If you can not afford to repay your debts in full, debt settlement may be the best option for you. Whether you choose to contact your lenders and creditors yourself or hire a debt settlement company, your main goal is to have the total amount of money you reduce to an easier amount to manage. Once you have paid the agreed amount to each of your creditors, usually in lump sum payments, your debts will be considered as paid in full.
A consumer proposal is a slightly less severe option than bankruptcy and should always be considered before the bankruptcy. It is similar to a bankruptcy in that you will be working with a licensed insolvency trustee.
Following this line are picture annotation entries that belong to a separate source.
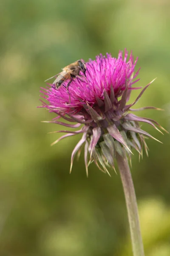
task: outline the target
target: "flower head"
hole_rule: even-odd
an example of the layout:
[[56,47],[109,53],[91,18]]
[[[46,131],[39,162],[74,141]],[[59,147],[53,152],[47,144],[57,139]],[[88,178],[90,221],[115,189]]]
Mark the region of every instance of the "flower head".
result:
[[[122,52],[120,51],[117,58],[108,53],[106,56],[100,54],[95,60],[90,59],[86,63],[86,76],[80,72],[82,76],[76,77],[68,88],[67,83],[62,84],[58,90],[50,84],[49,87],[42,91],[42,97],[49,102],[49,105],[43,102],[42,107],[57,115],[55,120],[48,122],[70,128],[83,125],[77,131],[54,132],[66,134],[53,144],[66,137],[82,134],[72,153],[71,171],[74,156],[84,144],[87,175],[88,166],[93,161],[100,169],[108,173],[107,166],[114,169],[116,154],[122,154],[123,148],[130,159],[132,148],[140,156],[144,146],[147,154],[145,137],[155,138],[141,129],[139,122],[147,123],[159,131],[153,123],[163,129],[153,120],[129,113],[147,108],[159,109],[153,107],[131,109],[153,81],[143,89],[133,103],[127,104],[132,90],[141,88],[132,87],[139,80],[136,79],[139,70],[134,72],[137,59],[134,61],[131,52],[128,60],[128,53],[125,49],[123,58]],[[61,118],[70,123],[59,122]],[[77,123],[72,124],[74,122]]]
This one will create a proposal for your lenders and creditors. If you creditors accept the proposal (they are not legally required to do so), you and your creditors will have to respect the details of the proposal. Generally, the goal is to have your interest rates frozen and the total amount of debt you owe reduced. You may need to make a large payment or installment payments. Again, this is based on the number of creditors who accepted the proposal. Only unsecured debt can be included in a consumer proposal and you must owe less than $ 250,000
If you have considered filing a consumer proposal and it was not the right option for you, you may have to file a bankruptcy. This is a legal process and therefore you will need to work with a licensed insolvency trustee to complete the process.
Unfortunately, even if bankruptcy seems to be the right solution for you, it will undeniably have a negative effect on your credit rating and will appear on your credit report for 7 years.
To come back to bad loans, it is important that you first seek the help of a professional, and secondly, that you make all decisions based solely on your financial situation. Choosing the right option for debt relief is a serious decision, but once you have found the best option, you will pay off your debts and have a guarantee of a better financial future.